This week’s readings remind us that every kind of action counts. One of the more overwhelmingly positive things I have seen during this pandemic is the generosity of so many people. Whether it is the ongoing support of front-line workers in the COVID-19 crisis, the action confronting racial violence and systemic racism, or the ongoing support of the parish, the St. Vincent de Paul Society, or the Catholic Appeal, God’s grace flows through every generous and courageous action. It is every act of love that strengthens our capability to continue to love and make sacrifices.
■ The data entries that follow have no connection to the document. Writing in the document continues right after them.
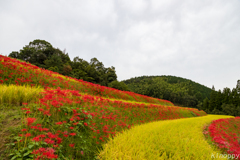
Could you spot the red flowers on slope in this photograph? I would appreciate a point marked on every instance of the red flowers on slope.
(226, 134)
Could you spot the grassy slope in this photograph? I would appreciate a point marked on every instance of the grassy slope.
(170, 139)
(11, 114)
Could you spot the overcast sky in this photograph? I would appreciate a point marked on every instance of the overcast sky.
(197, 40)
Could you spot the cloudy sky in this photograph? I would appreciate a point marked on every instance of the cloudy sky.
(197, 40)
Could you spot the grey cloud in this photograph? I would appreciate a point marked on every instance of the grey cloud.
(198, 40)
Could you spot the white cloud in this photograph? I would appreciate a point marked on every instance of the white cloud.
(198, 40)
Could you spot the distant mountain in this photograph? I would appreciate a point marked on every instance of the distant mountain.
(180, 91)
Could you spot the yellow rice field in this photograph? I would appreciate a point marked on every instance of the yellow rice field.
(170, 139)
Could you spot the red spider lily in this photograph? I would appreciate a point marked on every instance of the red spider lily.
(72, 145)
(225, 133)
(30, 121)
(72, 134)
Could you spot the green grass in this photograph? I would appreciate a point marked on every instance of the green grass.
(10, 121)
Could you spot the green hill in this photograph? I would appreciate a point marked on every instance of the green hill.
(180, 91)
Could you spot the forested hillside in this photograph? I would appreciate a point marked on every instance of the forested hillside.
(178, 90)
(42, 54)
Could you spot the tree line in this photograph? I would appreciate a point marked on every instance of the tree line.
(42, 54)
(180, 91)
(225, 102)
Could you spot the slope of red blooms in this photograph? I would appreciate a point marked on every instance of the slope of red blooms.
(63, 119)
(13, 71)
(67, 124)
(225, 133)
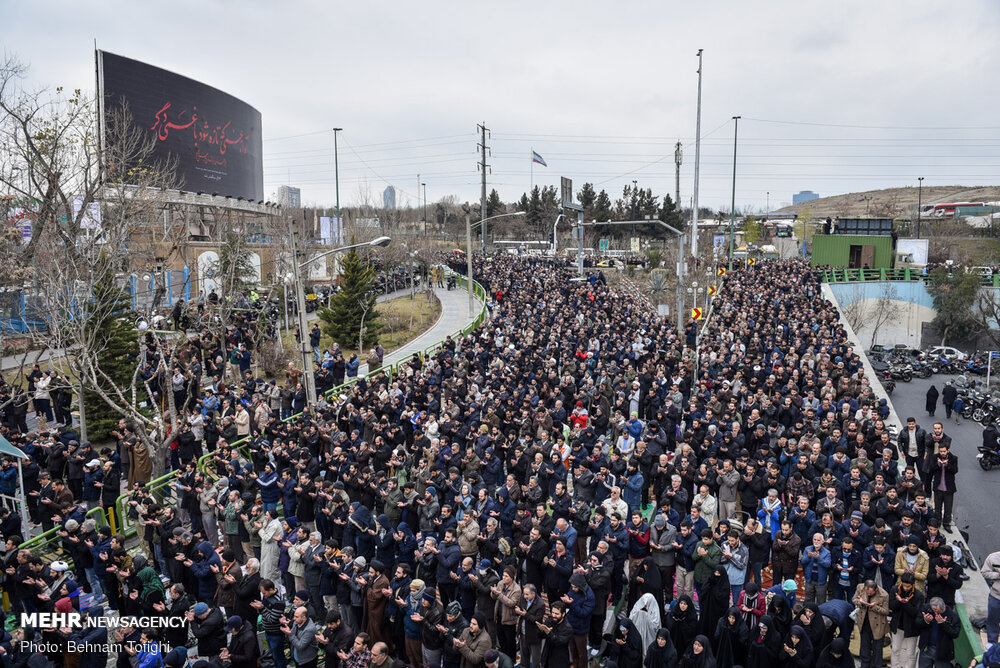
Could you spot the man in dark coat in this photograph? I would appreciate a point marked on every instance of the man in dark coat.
(939, 628)
(243, 650)
(948, 395)
(530, 609)
(557, 633)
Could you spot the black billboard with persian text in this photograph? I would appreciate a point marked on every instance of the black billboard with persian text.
(215, 137)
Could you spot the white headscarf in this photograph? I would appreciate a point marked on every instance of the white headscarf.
(646, 617)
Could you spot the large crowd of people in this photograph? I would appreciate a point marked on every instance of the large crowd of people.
(575, 481)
Christians are called to be people of love and action. There is a contemplative part of our faith that I love. I find comfort sitting in the church in front of the tabernacle in silence, simply recognizing that Jesus is alive and, calling us to follow Him. In reading the scriptures and reflecting on this week’s Gospel, I am reminded that, as fond, as we may be of doing this, we are also people of action. Jesus did not model a life of only contemplative prayer. He combined a deep internal prayer life with specific external actions. These actions from Jesus were sometimes very big and very public, and sometimes they were privately given to one individual. Living our faith this way opens us all to be able, with prayer, to grow and deepen our individual relationship with God, and it allows us the freedom to offer what we can, according to our means, to those in need around us.
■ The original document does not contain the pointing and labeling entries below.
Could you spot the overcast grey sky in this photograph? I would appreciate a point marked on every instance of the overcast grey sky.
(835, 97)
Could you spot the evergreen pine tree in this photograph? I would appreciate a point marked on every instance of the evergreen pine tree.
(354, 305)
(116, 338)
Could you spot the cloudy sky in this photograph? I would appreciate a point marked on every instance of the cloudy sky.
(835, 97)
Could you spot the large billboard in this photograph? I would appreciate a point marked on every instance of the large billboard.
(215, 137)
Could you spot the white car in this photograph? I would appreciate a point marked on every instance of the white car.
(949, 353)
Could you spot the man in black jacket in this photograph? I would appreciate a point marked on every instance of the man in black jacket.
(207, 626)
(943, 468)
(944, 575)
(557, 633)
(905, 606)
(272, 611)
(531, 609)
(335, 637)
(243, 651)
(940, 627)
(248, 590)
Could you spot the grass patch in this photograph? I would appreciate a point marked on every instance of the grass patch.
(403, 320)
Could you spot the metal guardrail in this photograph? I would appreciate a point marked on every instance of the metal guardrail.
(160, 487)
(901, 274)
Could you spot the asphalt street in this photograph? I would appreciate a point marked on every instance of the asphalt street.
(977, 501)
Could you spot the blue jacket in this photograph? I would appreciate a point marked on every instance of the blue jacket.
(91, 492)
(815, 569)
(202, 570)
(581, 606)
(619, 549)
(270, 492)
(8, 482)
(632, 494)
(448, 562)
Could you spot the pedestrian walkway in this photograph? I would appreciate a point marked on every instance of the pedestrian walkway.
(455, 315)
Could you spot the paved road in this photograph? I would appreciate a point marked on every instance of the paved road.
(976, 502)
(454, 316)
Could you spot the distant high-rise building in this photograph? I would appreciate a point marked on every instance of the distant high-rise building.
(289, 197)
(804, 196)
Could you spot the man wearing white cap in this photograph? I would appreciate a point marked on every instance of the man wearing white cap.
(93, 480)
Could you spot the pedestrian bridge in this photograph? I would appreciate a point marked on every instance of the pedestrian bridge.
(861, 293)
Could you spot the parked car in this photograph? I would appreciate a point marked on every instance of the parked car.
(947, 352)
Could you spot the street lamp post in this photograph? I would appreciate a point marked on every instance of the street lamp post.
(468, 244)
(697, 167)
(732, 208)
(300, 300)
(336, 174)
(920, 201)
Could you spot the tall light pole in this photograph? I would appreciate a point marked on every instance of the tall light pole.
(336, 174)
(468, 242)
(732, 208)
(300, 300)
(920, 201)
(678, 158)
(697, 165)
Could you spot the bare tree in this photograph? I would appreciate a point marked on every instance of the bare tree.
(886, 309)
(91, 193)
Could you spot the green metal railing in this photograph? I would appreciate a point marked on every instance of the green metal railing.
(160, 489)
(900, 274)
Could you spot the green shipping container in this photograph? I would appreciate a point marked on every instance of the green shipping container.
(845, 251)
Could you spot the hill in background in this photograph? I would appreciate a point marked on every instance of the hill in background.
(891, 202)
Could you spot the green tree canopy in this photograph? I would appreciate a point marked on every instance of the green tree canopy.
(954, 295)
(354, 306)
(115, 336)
During these past months, it has really been quite moving to see the work of so many, including the St. Vincent de Paul Society. Their capacity to help so many within the confines of the safety guidelines is somewhat miraculous. I hope you will include them in your prayers as ones who give the little ones so much as a drink. (Mt. 10:42)

Our plans for the Mass continue to evolve. Eventually, we will be able to broadcast Mass live on the internet via Facebook or Zoom, as well as broadcast via FM transmitter to the parking lot, and begin in-person Masses in the lower hall at St. James. We know that we need to offer a safe, accessible, easily cleanable space for the Mass. At the same time, we want to invite everyone to be able to come as close as they are able, or are inclined to, for Mass. Eventually, we hope people come to Mass, receive Holy Communion for themselves, and ask for an extra host for someone at home who is elderly or infirmed and bring them the Eucharist (in a pyx).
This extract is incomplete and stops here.